UTAH: This report for Utah is for the entire month of January 2021. Topsoil moisture 14% very short, 41% short, 44% adequate, 1% surplus. Subsoil moisture 19% very short, 29% short, 51% adequate, 1% surplus. Pasture and range condition 23% very poor, 37% poor, 28% fair, 11% good, 1% surplus. Winter wheat condition 5% very poor, 23% poor, 57% fair, 15% good. Hay and roughage supplies 6% very short, 20% short, 70% adequate, 4% surplus. Stock water supplies 10% very short, 31% short, 58% adequate, 1% surplus. Cattle and calves condition 1% very poor, 4% poor, 29% fair, 64% good, 2% excellent. Sheep and lambs condition 4% poor, 31% fair, 63% good, 2% excellent. Livestock receiving supplemental feed for cattle 82%. Livestock receiving supplemental feed for sheep 65%. Cows calved 8%. Ewes lambed-farm flock 5%. Ewes lambed-range flock 2%. Mild temperatures along with isolated snow storms occurred throughout the State for the month of January. Beaver County reports livestock are doing well, but it has been a mild winter with low snowpack.

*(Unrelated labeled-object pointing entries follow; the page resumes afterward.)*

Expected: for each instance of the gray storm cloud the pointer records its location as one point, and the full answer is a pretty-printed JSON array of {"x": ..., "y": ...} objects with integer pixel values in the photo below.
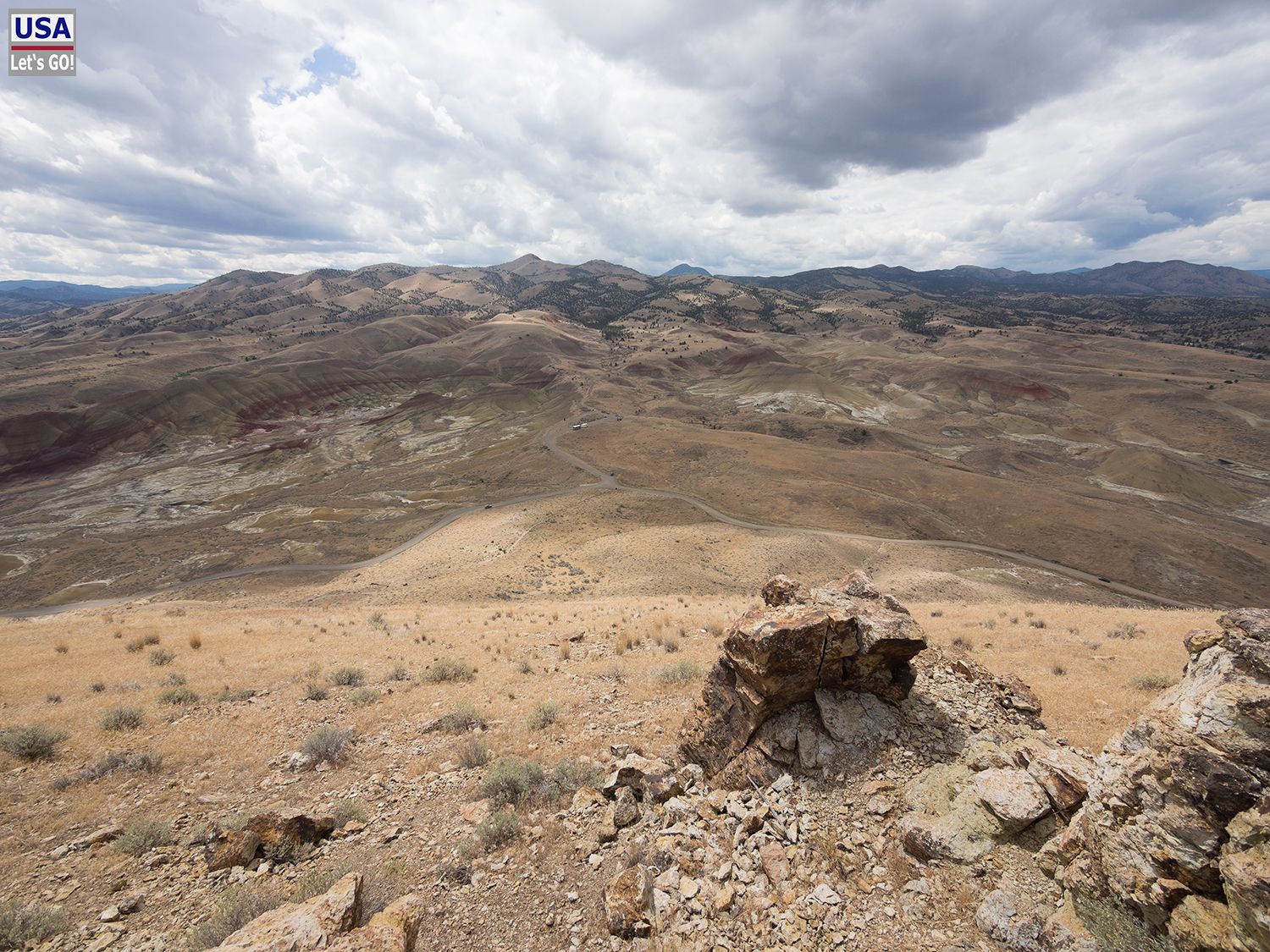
[{"x": 743, "y": 136}]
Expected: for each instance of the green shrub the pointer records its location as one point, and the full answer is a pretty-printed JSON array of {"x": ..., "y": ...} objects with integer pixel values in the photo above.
[
  {"x": 177, "y": 696},
  {"x": 498, "y": 829},
  {"x": 511, "y": 779},
  {"x": 142, "y": 835},
  {"x": 472, "y": 751},
  {"x": 122, "y": 718},
  {"x": 35, "y": 741},
  {"x": 347, "y": 812},
  {"x": 140, "y": 762},
  {"x": 239, "y": 905},
  {"x": 544, "y": 715},
  {"x": 571, "y": 774},
  {"x": 464, "y": 718},
  {"x": 22, "y": 924},
  {"x": 449, "y": 669},
  {"x": 680, "y": 672},
  {"x": 328, "y": 743}
]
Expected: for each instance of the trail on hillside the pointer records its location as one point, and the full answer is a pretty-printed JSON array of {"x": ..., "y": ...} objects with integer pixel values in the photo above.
[{"x": 606, "y": 482}]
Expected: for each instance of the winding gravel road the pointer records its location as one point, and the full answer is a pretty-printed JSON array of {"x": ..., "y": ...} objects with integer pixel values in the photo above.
[{"x": 606, "y": 482}]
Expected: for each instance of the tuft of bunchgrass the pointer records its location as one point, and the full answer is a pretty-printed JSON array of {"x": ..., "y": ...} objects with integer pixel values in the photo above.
[
  {"x": 680, "y": 672},
  {"x": 1152, "y": 682},
  {"x": 449, "y": 669},
  {"x": 1128, "y": 630}
]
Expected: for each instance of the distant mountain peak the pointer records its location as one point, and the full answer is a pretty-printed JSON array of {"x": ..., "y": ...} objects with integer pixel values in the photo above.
[{"x": 685, "y": 269}]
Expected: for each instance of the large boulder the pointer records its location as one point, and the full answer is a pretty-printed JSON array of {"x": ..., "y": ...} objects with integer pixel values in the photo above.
[
  {"x": 807, "y": 644},
  {"x": 629, "y": 903},
  {"x": 284, "y": 834},
  {"x": 1175, "y": 825}
]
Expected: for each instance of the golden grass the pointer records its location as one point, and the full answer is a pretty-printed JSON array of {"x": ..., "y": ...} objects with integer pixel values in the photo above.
[
  {"x": 609, "y": 685},
  {"x": 1095, "y": 695}
]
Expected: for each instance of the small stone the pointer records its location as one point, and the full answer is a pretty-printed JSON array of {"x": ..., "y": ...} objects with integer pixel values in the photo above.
[
  {"x": 625, "y": 807},
  {"x": 825, "y": 894}
]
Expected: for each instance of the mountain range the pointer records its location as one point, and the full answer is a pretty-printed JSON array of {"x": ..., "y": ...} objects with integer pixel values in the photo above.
[{"x": 1133, "y": 278}]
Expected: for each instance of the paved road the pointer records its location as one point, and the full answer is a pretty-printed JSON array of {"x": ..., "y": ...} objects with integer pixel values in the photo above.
[{"x": 605, "y": 482}]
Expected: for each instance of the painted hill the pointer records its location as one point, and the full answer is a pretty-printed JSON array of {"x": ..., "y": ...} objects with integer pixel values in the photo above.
[
  {"x": 1137, "y": 278},
  {"x": 23, "y": 297}
]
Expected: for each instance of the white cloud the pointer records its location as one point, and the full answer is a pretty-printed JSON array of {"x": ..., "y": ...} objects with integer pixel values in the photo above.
[{"x": 747, "y": 137}]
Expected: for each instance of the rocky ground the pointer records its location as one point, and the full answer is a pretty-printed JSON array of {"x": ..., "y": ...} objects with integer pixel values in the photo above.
[{"x": 841, "y": 784}]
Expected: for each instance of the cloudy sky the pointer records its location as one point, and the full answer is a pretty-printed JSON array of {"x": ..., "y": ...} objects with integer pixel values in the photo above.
[{"x": 748, "y": 137}]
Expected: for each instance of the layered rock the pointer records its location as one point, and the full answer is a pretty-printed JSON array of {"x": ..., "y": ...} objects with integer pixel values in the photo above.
[
  {"x": 1178, "y": 822},
  {"x": 846, "y": 647},
  {"x": 330, "y": 922}
]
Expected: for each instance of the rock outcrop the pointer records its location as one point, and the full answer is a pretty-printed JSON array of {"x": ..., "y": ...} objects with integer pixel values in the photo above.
[
  {"x": 284, "y": 834},
  {"x": 1005, "y": 784},
  {"x": 1178, "y": 820},
  {"x": 845, "y": 647},
  {"x": 330, "y": 922}
]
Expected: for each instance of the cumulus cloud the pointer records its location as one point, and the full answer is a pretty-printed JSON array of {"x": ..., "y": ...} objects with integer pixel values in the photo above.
[{"x": 749, "y": 137}]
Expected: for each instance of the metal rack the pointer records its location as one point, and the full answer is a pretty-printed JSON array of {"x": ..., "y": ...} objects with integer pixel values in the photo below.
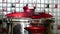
[{"x": 40, "y": 6}]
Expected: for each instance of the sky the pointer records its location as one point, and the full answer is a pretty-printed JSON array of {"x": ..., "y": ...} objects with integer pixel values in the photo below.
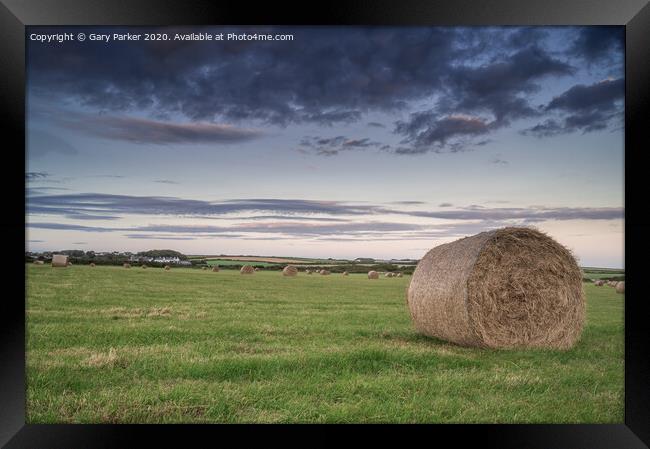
[{"x": 341, "y": 142}]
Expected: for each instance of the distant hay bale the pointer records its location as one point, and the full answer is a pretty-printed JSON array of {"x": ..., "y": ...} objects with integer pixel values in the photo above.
[
  {"x": 290, "y": 270},
  {"x": 59, "y": 260},
  {"x": 247, "y": 269},
  {"x": 620, "y": 287},
  {"x": 507, "y": 288}
]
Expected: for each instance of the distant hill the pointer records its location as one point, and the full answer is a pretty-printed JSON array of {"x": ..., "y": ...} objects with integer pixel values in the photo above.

WASHINGTON: The Statewide temperatures in Washington for the month of January were above normal to slightly below normal throughout the State. In western Washington, crops were doing fine. In Jefferson County, heavy flooding from rain continued in some lower agricultural valleys. In San Juan County, livestock were on retained feed. Some farms were pruning berries and kiwifruit vines. In Snohomish County, there was virtually no fieldwork due to the saturated soils. There was no major flooding, but just enough rain to keep places very wet. Cane tying and blueberry pruning was taking place where possible. Greenhouses were starting up with early cool crops, along with some tomatoes. In central Washington, there was little activity in the fields and orchards as a dusting of snow covered the ground in most areas. Tree and vine pruning and training occurred. Pruning focused on the more cold-tolerant apples and pears. No damage was reported for the perennial crops. Northeast Washington had snow followed by rain and high winds. The wind created damage to some tree crops, particularly in forests. The rain and wind melted snow on low elevation fields. High elevation snow pack was good. In east central Washington, crop conditions were normal and calving was starting. The winter had been mild with good moisture, but unseasonably warm conditions. These conditions were good for winter wheat growth and development. In southeast Washington, winter wheat was up and growing and soil moisture was good. Seeded crops remained stable due to cold temperatures.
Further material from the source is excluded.